Резюмируя и конкретизируя вышесказанное: во время первых лет реставрации с Руисом Соррильей сотрудничали люди, которые позже, на министерской скамье, выказали себя самыми убежденными монархистами; а этот достойный человек, поддерживавший огонь протеста против государственного переворота 3 января 1874 года, наивный и чересчур честный, доверял своим ложным друзьям. В результате, как это часто происходит с политиками, большинство оставило республиканского вождя ради министерского портфеля или высокого места, и, в конце концов, он смог рассчитывать лишь на тех, кто не продается из чувства собственного достоинства, но чьим занятиям недостает логики, которая могла бы поднять их мысль и их энергию до уровня активных действий.
Если бы не Асенсио Вега, Себриан, Мангадо, Вильякампа и немногие другие, дон Мануэль стал бы на многие годы игрушкой в руках амбициозных спекулянтов, замаскировавшихся под патриотов.
По всем этим причинам, я ограничился воздействием на моих учеников, выбирая для экспериментов тех из них, кто казался мне наиболее подходящим и лучше всех приспособленным для этого.
С ясным пониманием собственных целей, пользуясь определенным авторитетом, который мне придавала моя позиция учителя и мой экспансивный характер, исполняя свои профессиональные обязанности, я разговаривал со своими учениками на различные темы: иногда об испанских обычаях, иногда о политике, религии, искусстве, философии, всегда стараясь исправить высказываемые ими мнения, которые могли быть преувеличенными или необоснованными, или подчеркнуть те неудобства, которые возникают, если подчиняешь собственное суждение догмам сект; школ или партий, что, к сожалению, происходит очень часто.
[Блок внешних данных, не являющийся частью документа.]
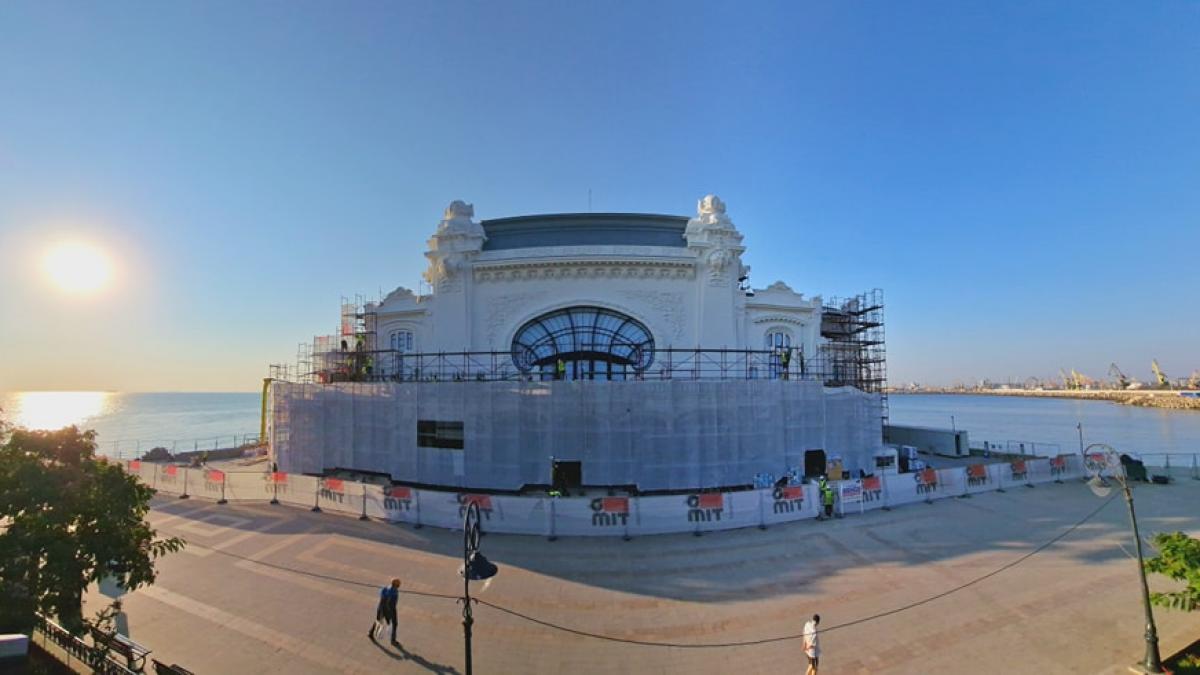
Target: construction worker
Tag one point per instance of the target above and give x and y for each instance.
(827, 500)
Таким образом я добивался того, что после подобных дискуссий люди, далекие от меня по своим убеждениям, становились ближе ко мне и соглашались со мной, отбросив свои ранее неоспоримые убеждения, принятые когда-то на веру из послушания или из-за простой услужливой покорности. Благодаря этому мои друзья и ученики чувствовали себя счастливыми, что избавились от постыдной ошибки и приняли истину, обладание которой возвышает и придает достоинство.
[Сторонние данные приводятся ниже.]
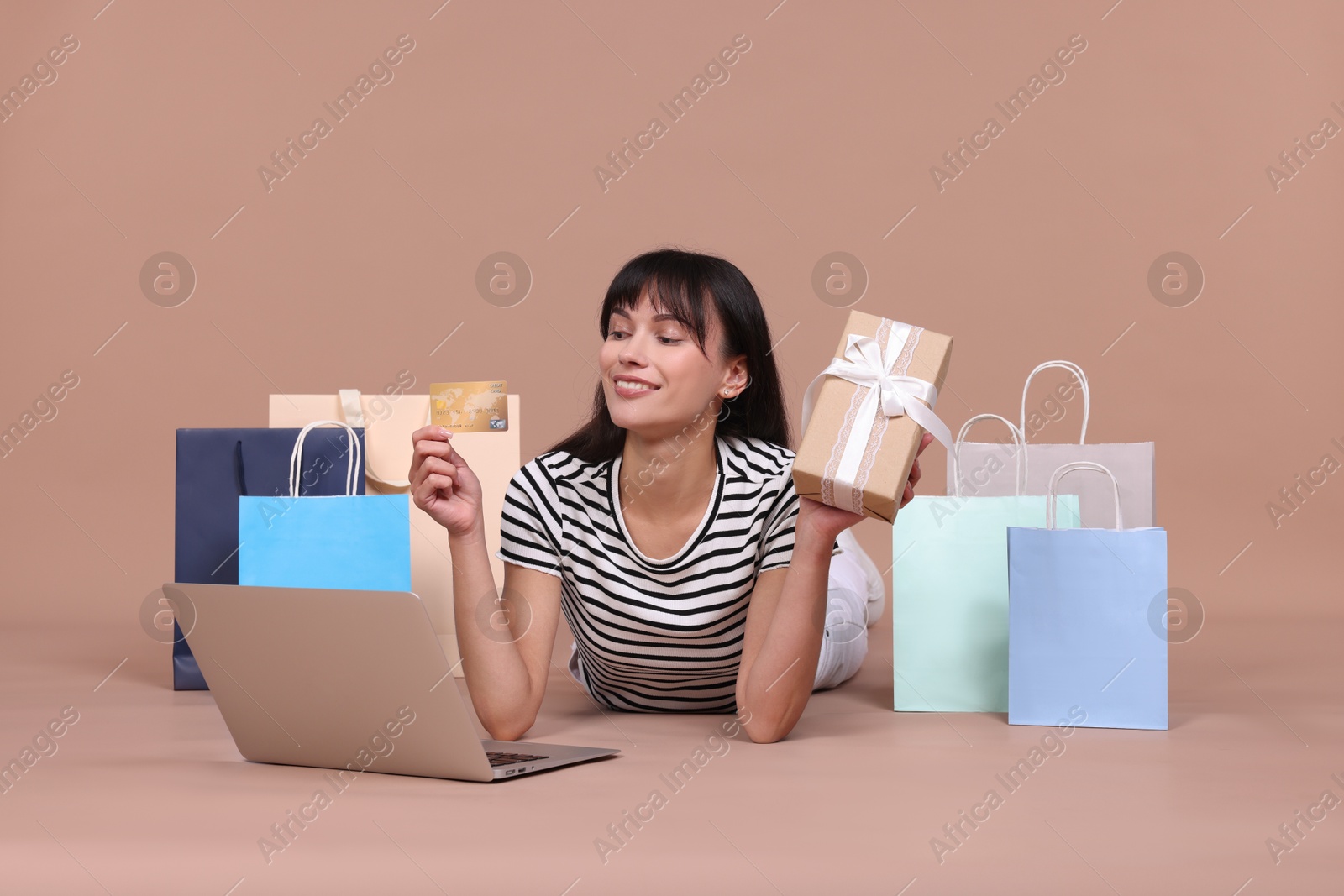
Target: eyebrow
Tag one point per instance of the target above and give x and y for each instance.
(656, 317)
Строгость логики, применяемой без цензуры при каждой возможности, подтачивала фанатичную убежденность, устанавливала интеллектуальное согласие, и в какой-то мере направляла умы в сторону прогресса.
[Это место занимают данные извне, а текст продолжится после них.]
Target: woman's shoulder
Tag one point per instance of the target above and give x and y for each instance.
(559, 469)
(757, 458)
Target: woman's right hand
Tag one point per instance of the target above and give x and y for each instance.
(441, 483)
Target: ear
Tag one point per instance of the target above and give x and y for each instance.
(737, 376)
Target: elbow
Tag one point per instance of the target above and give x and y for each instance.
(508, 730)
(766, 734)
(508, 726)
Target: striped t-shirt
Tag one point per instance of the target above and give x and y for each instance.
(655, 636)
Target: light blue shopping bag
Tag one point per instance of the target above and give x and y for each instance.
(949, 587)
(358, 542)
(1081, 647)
Вольнодумцы, противостоящие религии, но идущие на уступки нелепостям Книги Бытия, гротескной морали Евангелия и даже церковным церемониям; более или менее оппортунистические или радикальные республиканцы, удовлетворяющиеся жалким демократическим равенством, включающим в себя право гражданства, даже в минимальной степени не влияющего на разницу между классами; философы, претендующие на то, что открыли первопричину в метафизических лабиринтах, основывая истину на пустопорожней фразеологии, — все они получали возможность убедиться в чужих и собственных ошибках; все или большинство ориентировались на здравый смысл.